La Bce e la scoperta della realtà

«Gli economisti della Bce notano che la ripresa dell’eurozona ha creato, a partire dalla metà del 2013, circa 5 milioni di posti di lavoro e la disoccupazione è scesa più rapidamente del previsto. Dietro alle cifre della disoccupazione ufficiale, tuttavia, ce ne sono altre che rivelano come un altro 3,5% della popolazione in età da lavoro al momento “inattivo” […]. C’è poi un altro 3% attualmente sotto-occupato, che lavora meno ore di quante vorrebbe. […] La combinazione delle stime dei disoccupati e dei sotto-occupati con le misure più ampie della disoccupazione, che peraltro presentano alcuni problemi di misurazione, ammette la Bce, suggerisce che la capacità inutilizzata attualmente riguarda il 18% della forza lavoro dell’eurozona». Così Alessandro Merli per il Sole 24 Ore sui dati diffusi dagli uffici di Francoforte.

In sintesi, le rilevazioni dell’istituto diretto da Mario Draghi ci dicono che i senza lavoro effettivi siano esattamente il doppio di quelli che le statistiche ufficiali raccontano.

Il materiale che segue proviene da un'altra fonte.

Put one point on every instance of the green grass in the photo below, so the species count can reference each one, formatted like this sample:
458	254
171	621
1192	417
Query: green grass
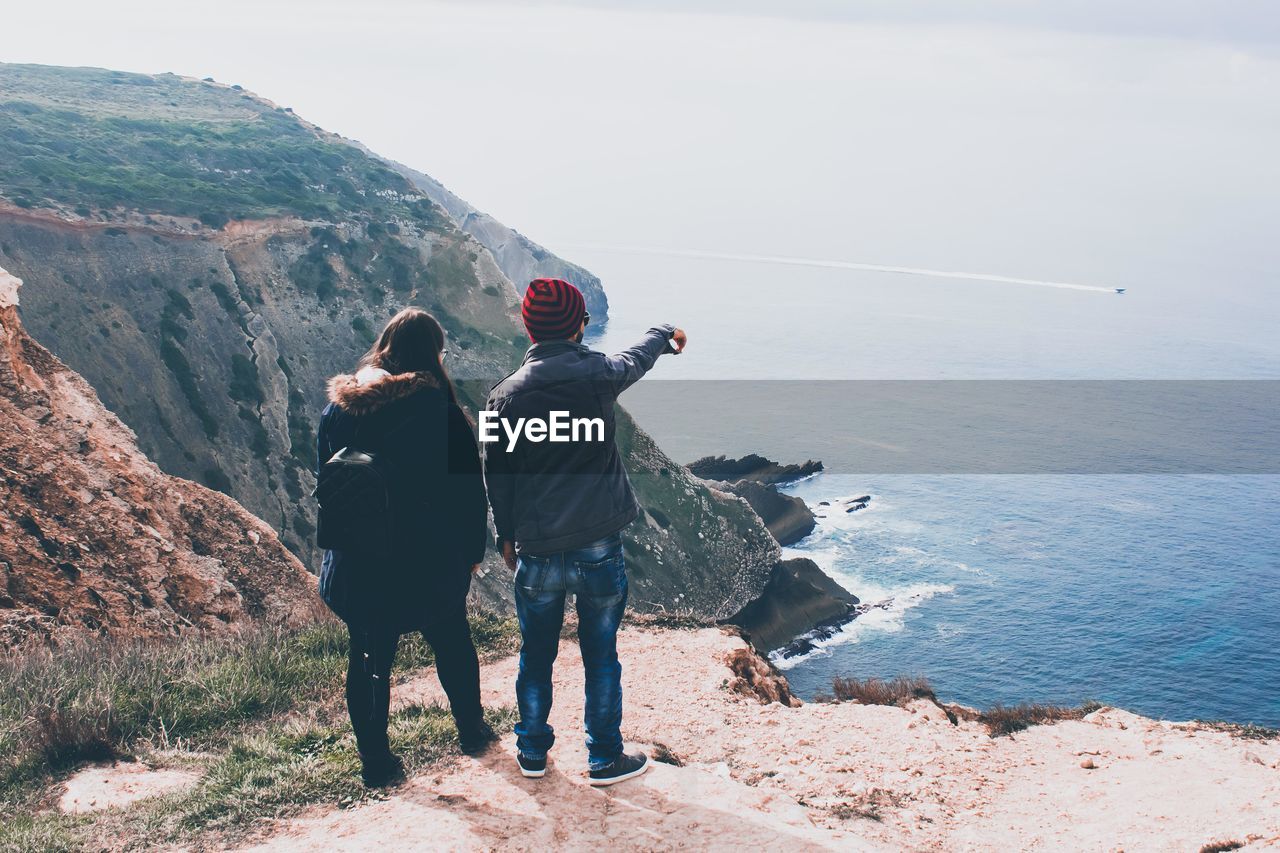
260	716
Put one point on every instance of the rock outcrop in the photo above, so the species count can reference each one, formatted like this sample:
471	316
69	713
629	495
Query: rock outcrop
752	468
521	259
95	538
799	600
786	516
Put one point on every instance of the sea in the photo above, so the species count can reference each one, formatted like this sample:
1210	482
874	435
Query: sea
1156	591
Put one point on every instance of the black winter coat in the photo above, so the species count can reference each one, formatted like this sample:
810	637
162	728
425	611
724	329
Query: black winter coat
557	496
437	497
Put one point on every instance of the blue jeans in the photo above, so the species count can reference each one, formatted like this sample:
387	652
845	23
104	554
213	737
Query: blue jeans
598	578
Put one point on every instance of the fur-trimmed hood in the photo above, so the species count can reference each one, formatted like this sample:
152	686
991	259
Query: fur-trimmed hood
373	388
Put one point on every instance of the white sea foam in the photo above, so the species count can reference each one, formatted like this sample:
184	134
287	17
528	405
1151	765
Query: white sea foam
885	607
886	614
840	264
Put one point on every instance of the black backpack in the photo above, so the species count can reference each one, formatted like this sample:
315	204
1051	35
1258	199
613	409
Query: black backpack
355	496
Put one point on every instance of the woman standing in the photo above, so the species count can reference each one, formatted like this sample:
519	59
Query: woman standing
401	406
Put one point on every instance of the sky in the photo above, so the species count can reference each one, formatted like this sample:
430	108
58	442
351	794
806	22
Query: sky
1089	141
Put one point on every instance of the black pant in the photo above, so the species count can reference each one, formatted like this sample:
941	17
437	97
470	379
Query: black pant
369	669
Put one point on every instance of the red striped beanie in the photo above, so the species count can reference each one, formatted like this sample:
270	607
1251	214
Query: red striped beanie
553	310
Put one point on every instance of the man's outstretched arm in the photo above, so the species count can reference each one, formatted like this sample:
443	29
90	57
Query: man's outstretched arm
627	366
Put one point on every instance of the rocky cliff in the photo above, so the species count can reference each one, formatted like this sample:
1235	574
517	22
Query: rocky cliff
206	259
95	537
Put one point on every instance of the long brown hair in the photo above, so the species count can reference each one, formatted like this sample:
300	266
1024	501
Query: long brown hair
411	342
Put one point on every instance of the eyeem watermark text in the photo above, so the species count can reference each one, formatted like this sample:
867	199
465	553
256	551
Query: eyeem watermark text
558	428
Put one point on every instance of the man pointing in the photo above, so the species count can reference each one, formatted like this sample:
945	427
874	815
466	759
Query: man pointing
560	509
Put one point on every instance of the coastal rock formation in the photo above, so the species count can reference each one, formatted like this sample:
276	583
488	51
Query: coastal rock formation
95	538
752	468
799	600
209	259
521	259
786	516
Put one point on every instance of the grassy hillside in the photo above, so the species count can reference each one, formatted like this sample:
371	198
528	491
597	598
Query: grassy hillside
184	149
260	720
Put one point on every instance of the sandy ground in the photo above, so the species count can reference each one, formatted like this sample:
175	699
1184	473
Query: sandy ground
118	785
818	776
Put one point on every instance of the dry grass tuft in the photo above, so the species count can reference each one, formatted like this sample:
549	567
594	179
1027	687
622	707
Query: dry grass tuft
1005	720
897	690
1221	847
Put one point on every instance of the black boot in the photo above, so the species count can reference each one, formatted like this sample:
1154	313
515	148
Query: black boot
475	738
380	770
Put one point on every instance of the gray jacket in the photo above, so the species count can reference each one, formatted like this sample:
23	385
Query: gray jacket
556	496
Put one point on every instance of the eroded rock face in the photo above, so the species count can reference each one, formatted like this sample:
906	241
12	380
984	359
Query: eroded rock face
786	516
95	537
798	598
521	259
214	340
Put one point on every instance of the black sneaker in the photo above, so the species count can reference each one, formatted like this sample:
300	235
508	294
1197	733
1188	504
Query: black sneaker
474	740
622	769
531	767
380	771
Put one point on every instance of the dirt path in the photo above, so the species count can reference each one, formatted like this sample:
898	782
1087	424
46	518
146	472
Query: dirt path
845	776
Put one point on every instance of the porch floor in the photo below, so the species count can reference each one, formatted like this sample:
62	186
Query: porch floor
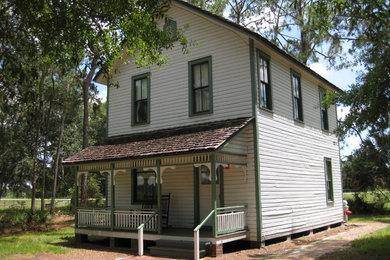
172	233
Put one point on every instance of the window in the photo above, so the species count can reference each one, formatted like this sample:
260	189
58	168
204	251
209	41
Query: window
264	84
141	99
144	186
200	85
171	27
328	180
324	111
297	96
205	175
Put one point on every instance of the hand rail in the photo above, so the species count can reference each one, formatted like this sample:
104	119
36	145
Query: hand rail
196	235
140	229
233	207
204	221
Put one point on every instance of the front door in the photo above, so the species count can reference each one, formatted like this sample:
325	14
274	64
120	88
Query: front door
205	188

Questo perché gli scoraggiati non diventano occupati solamente perché smettono di cercare un impiego, perché lavorare solo poche ore alla settimana non significa davvero aver risolto i propri problemi e perché, se al contrario fosse come ci raccontano gli entusiasti cantori della fine della crisi, non ci si spiegherebbero i tanti fenomeni di disagio, e conseguente protesta, con cui tutti i giorni facciamo i conti. Praticamente, la Bce scopre la realtà che già in molti conoscevano per il semplice fatto di viverla quotidianamente sulla propria pelle, e la addita a tutti dicendo semplicemente «hoc est».

Ma il fatto che sia dal vertice delle istituzioni economiche e finanziarie d’Europa che arrivi quel monito alla riconnessione con la verità è comunque di un’importanza da non sottovalutare. Perché fino a quando a raccontare quello che si nascondeva sotto il velo dei numeri opportunamente centellinati dai report erano i sindacati o qualche forza di opposizione, il gioco facile dei governanti poteva essere il semplice appello a non credere ai profeti di sciagura interessati, ai «gufi» e ai «rosiconi», per dirla col linguaggio della politica nostrana.

Se lo dice Draghi, invece, il giochino del «dagli all’antisistema» è un po’ meno agevole.